The Gut-Brain Connection and How It Works

Have you ever heard the saying trust your gut feeling? That gut-wrenching feeling in your stomach is all too real. This gut-wrenching feeling from your belly suggests that your brain and gut are connected. Your gut is sensitive to emotions like anger, anxiety, sadness, and joy - and your brain can react to signals from your stomach.

The communication system between your gut and brain is called the gut-brain axis.

What is “the gut”?

The gastrointestinal system, also referred to as the gastrointestinal tract, digestive system, digestive tract, or gut, is a group of organs that are involved in digesting food and processing it into waste. The lining of your gut is often called “the second brain.”

How are the brain and gut connected?

The gut or “second brain” can operate on its own and communicates back and forth with your actual brain. They are connected in two main ways:

  • Physically: The vagus nerve, which controls messages to the gut as well as the heart, lungs and other vital organs is the guts direct connection to the brain.
  • Chemically: The gut also connects with the brain through chemicals like hormones and neurotransmitters that send messages. Neurotransmitters produced in the brain control feelings and emotions. For example, the neurotransmitter serotonin contributes to feelings of happiness and also helps control your body clock. The chemical messages that pass between the gut and the brain can be affected by the bacteria, viruses, and fungi that live in the gut called the “gut microbiome.”

The bacteria, viruses, and fungi that live in the gut may be beneficial, harmless or harmful.

How does the gut microbiome relate to our brain and mental health?

There is a strong relationship between having mental health problems and having things like heartburn, indigestion, acid reflux, bloating, pain, constipation, and or diarrhea. Research in animals has shown that changes in the gut microbiome and inflammation in the brain can cause symptoms that look like Parkinson's disease, autism, anxiety and depression. Having anxiety and depression can cause changes in the gut microbiome because of what happens in the body when it has a stress response.
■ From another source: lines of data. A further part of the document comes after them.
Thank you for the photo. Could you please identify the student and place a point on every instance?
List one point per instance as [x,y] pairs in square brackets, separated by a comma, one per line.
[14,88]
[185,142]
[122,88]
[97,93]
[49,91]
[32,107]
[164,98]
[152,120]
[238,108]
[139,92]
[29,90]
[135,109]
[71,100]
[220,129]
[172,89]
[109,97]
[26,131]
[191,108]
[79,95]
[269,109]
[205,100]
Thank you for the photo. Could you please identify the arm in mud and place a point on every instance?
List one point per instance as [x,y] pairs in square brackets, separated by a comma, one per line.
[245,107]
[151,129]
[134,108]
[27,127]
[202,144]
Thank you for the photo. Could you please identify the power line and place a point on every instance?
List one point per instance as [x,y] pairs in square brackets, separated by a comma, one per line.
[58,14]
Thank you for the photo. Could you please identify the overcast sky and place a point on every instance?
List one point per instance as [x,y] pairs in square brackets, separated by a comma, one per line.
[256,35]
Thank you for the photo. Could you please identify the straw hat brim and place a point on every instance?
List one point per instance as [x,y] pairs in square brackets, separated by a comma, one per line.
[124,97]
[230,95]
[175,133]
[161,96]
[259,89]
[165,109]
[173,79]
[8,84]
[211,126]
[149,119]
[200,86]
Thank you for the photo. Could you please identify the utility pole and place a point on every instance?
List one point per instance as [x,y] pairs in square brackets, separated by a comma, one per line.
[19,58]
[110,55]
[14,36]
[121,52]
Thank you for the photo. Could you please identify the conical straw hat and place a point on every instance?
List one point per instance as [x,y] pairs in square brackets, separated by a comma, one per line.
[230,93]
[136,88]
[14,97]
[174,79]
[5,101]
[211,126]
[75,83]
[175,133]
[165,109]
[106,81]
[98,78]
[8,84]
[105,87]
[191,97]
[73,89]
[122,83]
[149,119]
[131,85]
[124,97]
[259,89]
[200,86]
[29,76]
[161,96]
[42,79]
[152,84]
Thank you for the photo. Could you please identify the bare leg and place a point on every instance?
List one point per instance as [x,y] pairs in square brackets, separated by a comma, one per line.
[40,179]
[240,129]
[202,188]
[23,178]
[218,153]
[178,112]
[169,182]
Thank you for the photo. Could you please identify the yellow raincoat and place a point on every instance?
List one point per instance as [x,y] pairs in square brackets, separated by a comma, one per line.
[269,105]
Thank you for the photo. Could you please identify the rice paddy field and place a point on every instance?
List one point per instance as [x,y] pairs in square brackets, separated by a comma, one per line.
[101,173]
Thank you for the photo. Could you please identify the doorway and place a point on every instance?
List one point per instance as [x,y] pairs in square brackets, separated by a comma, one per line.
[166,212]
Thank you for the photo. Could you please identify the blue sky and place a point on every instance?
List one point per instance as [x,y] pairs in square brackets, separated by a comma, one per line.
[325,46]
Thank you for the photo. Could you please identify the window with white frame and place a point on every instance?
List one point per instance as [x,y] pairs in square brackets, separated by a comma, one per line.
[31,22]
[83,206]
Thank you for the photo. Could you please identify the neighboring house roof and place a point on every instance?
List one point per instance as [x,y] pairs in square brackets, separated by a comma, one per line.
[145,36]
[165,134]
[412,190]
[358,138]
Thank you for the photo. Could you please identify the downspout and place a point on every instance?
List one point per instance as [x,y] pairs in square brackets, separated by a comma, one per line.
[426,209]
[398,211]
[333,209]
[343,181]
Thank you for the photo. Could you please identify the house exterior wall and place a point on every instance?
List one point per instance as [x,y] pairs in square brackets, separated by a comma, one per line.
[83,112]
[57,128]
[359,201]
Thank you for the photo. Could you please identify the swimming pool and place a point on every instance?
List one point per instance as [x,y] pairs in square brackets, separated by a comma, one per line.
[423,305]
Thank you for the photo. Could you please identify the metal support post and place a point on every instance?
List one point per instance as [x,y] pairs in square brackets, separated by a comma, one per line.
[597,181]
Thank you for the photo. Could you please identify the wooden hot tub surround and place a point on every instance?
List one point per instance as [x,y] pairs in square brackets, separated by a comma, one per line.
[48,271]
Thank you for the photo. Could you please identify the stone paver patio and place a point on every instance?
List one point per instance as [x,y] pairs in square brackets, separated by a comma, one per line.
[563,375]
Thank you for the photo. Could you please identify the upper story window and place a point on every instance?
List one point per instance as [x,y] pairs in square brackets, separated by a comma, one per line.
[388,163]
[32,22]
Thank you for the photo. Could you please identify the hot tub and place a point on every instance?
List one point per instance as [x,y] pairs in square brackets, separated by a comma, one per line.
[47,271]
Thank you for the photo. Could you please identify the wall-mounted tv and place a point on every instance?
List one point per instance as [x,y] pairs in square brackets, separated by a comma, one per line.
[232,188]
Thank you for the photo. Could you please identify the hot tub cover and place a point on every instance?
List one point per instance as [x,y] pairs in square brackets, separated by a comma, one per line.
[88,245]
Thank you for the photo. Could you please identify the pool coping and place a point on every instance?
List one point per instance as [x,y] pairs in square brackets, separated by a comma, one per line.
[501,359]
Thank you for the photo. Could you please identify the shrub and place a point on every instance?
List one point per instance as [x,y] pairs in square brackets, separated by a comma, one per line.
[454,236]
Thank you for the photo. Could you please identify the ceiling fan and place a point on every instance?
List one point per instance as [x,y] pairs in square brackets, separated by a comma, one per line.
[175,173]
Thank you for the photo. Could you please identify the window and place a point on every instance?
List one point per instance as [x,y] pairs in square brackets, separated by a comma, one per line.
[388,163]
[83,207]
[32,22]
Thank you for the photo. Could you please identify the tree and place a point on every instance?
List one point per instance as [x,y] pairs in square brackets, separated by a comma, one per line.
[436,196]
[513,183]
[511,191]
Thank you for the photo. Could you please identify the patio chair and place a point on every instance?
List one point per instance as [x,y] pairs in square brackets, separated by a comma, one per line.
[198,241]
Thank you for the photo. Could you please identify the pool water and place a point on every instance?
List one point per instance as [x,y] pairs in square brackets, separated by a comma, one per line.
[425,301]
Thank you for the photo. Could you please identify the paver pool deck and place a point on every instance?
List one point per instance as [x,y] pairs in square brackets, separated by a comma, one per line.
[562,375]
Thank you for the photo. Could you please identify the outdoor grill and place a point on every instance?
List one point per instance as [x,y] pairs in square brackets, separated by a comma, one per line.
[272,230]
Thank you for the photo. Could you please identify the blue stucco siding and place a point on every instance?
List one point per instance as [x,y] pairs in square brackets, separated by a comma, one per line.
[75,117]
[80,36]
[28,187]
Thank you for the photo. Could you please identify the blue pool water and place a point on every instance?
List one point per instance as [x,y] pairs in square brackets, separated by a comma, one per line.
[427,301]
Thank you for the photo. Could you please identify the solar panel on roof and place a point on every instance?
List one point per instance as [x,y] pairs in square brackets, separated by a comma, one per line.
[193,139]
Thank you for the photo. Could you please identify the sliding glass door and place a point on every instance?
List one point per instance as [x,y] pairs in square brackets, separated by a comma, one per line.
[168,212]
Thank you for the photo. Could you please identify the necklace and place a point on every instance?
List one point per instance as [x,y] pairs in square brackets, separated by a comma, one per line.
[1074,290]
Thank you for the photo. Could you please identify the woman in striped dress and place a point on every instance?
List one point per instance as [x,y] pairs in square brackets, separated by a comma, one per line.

In response to your brain, your gut microbes produce lots of short-chain fatty acids (SCFA) such as propionate and acetate. They make SCFA by digesting fiber. SCFA affects brain function in numerous ways, such as reducing appetite. All the more reason to eat a balanced and nutritious diet – so that your gut and your brain can be healthy.

There are millions of nerves and neurons running between your gut and brain. Neurotransmitters and other chemicals produced in your gut also affect your brain. By altering the types of bacteria in your gut, it may be possible to improve your brain health.

You can take Omega-3 fatty acids, fermented foods, and probiotics to help improve your gut health, which can help benefit the gut-brain axis.